Currently there is no treatment for dry AMD. But this does not mean that your sight will definitely be lost. This is particularly true if the AMD affects only one eye. Over time, central vision may be lost or reduced. Generally, the rate of loss is slow. There are nutritional treatment choices that may slow the disease progression.
What are possible complications of age-related macular degeneration?
AMD can result in severe loss of central vision. It is rare that it causes total blindness. But it can make it hard to read, drive, or do other daily activities that need detailed central vision.
Living with macular degeneration
If you have already had some vision loss, talk with your provider. Ask for information on services for people with low vision.

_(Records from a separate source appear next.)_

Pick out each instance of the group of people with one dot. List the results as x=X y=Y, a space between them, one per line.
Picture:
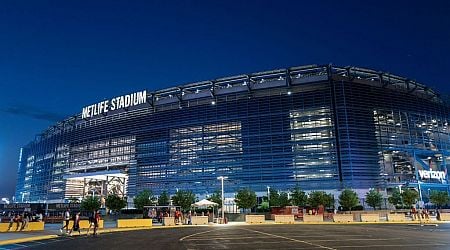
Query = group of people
x=421 y=214
x=21 y=221
x=94 y=220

Also ask about devices that may help you with your daily tasks.
When should I call my healthcare provider?
If your symptoms get worse or you have new symptoms, call your healthcare provider.
Key points about age-related macular degeneration
- Age-related macular degeneration (AMD) is a disease that affects a person’s central vision
- AMD can lead to severe loss of central vision. It is rare that it causes blindness.
- It can make it hard to read, drive, or do other things that need fine, central vision.
- Risk factors include being age 50 and older, being a woman, smoking, high blood pressure, cardiovascular disease, obesity, and high cholesterol.
- There is no cure. But there are treatment choices that may stop or slow the disease progression.
Tips to help you get the most from a visit to your healthcare provider:
- Know the reason for your visit and what you want to happen.
- Before your visit, write down questions you want answered.
- Bring someone with you to help you ask questions and remember what your provider tells you.
- At the visit, write down the name of a new diagnosis, and any new medicines, treatments, or tests. Also write down any new instructions your provider gives you.
- Know why a new medicine or treatment is prescribed, and how it will help you. Also know what the side effects are.
- Ask if your condition can be treated in other ways.
- Know why a test or procedure is recommended and what the results could mean.
- Know what to expect if you do not take the medicine or have the test or procedure.
- If you have a follow-up appointment, write down the date, time, and purpose for that visit.
- Know how you can contact your provider if you have questions.